次善の策としてUFO地球外起源説の人たちが考えたのは「円盤が落とした・残したモノ」を拾ってくることだったという。つまり「こりゃ地球上にはありえない特殊なモノだ!」とかいう展開で傍証を固めようという作戦である。


*ちなみにここで彼がフランク・スカリーが広めた墜落円盤のウワサ、つまり「アズテック事件」について論及しているのは感慨深い。今なら「ロズウェル事件」が真っ先にあがるところだが、本書はロズウェルが再発見される前の1970年の刊行なのです)


まぁしかし、キールに言わせれば連中はもともと地球にいるのだから、そんな地球外のものなんて落としていくワケはないのである。彼はここで、ナゾの飛行体がイカリを降ろして地上をひきずったり、あるいは人をひっかけたりした事例を複数紹介している。このうち、アイルランド・クロエラ(956年)、イングランド・ブリストル(1200年ごろ)、テキサス州マーケル(1897年4月26日)の事例は、いずれもイカリをつないでいたロープをつたって男が下りてきたが、最終的にはロープを切り離して逃げていったというお話である。要するにキール、連中はそんな特殊なモノを落としてくワケがないんで、いくら一生懸命拾ってもムダでしょうとイヤミなことを言っているのである。*


*なお、この「吊り下げられたイカリ」にまつわる諸事件はジャック・ヴァレ『マゴニアへのパスポート』第5章でも紹介されている


この流れでキールは、20世紀に入ってから連中が何か落としたり残していった(と思われる)有名な事例を紹介していくのだが、彼によれば確かにロクなものはみつかっていない。

ワシントン州のモーリー島事件(1947年)で投下された鉱滓は鉄や亜鉛など。ブラジル・カンピナスで投下された「銀色の液体」はスズ。

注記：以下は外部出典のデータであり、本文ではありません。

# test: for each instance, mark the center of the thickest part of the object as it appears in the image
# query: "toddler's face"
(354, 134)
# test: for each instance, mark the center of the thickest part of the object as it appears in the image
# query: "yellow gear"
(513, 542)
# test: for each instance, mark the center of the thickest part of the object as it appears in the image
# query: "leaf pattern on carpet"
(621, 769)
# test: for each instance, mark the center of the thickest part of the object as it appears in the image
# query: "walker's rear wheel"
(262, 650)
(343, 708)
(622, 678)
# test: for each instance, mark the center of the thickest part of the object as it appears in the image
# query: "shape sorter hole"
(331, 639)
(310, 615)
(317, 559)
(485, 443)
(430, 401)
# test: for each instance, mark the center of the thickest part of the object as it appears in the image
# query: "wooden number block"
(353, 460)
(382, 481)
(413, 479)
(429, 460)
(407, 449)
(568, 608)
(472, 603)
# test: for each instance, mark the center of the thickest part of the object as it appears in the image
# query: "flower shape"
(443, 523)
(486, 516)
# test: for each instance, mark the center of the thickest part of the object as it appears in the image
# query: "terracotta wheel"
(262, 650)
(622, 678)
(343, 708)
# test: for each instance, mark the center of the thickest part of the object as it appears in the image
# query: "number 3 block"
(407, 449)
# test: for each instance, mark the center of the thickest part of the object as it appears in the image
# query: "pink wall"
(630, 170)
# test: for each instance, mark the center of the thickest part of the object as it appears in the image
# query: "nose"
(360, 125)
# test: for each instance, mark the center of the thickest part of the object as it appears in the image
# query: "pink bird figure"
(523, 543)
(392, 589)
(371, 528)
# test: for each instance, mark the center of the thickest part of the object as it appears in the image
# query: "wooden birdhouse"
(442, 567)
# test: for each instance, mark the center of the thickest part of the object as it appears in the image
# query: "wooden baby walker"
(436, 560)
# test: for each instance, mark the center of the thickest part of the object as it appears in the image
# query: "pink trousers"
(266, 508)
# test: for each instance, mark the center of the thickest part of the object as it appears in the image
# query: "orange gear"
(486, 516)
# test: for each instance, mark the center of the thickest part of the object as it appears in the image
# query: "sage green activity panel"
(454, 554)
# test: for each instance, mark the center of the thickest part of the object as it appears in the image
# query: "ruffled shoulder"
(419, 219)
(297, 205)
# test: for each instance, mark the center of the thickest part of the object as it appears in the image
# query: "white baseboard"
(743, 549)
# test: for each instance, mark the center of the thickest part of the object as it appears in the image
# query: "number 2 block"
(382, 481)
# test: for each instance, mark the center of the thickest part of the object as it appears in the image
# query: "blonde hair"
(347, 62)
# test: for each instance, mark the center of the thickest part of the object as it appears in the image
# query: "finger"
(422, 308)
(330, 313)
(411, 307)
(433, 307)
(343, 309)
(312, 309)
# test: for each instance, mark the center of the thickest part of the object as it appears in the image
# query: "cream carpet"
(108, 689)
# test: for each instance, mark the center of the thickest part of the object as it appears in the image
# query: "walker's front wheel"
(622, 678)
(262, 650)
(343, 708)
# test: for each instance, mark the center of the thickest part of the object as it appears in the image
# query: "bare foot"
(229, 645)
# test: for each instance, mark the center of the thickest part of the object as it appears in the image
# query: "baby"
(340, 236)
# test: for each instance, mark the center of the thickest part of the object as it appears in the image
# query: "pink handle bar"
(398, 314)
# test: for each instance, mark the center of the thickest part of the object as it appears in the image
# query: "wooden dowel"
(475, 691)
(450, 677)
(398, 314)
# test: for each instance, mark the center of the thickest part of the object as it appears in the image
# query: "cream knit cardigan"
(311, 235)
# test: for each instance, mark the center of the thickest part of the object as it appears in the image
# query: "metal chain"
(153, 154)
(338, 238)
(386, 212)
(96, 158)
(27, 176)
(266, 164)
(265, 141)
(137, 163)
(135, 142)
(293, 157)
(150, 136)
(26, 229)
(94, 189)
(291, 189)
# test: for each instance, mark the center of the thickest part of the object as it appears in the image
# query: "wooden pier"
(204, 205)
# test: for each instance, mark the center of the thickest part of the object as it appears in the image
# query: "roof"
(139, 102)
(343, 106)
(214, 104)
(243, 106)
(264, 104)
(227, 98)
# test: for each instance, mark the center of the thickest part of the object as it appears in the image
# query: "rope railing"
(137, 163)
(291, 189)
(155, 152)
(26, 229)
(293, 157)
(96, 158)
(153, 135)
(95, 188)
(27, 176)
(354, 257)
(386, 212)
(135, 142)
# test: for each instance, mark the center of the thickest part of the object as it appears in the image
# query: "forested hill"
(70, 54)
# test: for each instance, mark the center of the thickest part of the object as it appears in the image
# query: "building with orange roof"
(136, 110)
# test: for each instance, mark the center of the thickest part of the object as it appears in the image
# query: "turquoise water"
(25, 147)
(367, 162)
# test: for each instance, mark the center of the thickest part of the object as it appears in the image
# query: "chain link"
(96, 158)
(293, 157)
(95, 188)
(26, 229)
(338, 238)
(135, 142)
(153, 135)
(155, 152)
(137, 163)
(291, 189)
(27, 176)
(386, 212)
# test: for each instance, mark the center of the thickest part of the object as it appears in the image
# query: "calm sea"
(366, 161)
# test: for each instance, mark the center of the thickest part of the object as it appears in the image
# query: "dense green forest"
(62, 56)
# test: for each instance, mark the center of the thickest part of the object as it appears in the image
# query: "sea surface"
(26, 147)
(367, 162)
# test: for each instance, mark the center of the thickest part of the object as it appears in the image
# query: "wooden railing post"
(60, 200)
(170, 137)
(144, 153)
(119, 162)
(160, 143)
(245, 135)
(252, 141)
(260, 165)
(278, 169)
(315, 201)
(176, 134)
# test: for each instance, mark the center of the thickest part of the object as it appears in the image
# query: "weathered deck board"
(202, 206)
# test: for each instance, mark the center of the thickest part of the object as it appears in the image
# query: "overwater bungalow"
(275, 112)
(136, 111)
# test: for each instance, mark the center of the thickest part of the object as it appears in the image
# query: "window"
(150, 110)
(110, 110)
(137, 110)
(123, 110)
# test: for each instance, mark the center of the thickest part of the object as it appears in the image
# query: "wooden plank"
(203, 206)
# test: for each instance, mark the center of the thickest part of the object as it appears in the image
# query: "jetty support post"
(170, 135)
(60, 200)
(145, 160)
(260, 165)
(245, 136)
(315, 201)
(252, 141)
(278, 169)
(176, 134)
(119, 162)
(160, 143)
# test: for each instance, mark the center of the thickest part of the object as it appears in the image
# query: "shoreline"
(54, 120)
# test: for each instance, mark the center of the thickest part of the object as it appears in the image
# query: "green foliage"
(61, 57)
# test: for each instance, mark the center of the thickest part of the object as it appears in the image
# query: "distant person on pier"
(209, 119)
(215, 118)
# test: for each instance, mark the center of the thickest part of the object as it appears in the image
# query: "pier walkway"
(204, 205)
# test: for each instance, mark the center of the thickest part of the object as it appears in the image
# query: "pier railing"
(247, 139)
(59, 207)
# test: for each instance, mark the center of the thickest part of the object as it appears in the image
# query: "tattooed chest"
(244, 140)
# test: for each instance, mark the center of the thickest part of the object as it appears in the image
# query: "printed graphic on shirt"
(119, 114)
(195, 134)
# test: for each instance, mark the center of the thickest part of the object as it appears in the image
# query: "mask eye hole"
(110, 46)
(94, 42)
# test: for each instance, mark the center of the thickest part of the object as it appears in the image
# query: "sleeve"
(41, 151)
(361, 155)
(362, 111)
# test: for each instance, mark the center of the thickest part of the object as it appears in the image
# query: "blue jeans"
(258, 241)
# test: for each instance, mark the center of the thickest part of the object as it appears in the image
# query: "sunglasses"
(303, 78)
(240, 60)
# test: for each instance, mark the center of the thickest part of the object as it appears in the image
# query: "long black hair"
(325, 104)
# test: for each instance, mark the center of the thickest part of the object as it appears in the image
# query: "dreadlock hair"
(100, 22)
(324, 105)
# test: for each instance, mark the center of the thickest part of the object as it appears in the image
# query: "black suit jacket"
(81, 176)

ソコロ事件(1974年)で残された物質はシリコン。ブラジル・ウバトゥバの爆発事件(1957年)の破片は単なるマグネシウム。1956年7月6日、何か箔片みたいのが空から降ってきた日本の「銚子事件」にも触れているが、これなんかもいわゆるチャフとほとんど同じとかいって一蹴しておる。

それから、一部のUFOファンの間で圧倒的な人気を誇るジョー・サイモントン事件(1961年)についていうと、彼が連中からもらったのは「ただのコーンミールと塩と油」でできたパンケーキだった(邦訳書ではホットケーキ。当時はパンケーキといってもみんな分からなかったのだろう)。彼らはこうやって物体を適当にばらまく「加工品ゲーム」やってんじゃないの、とキールは言っている。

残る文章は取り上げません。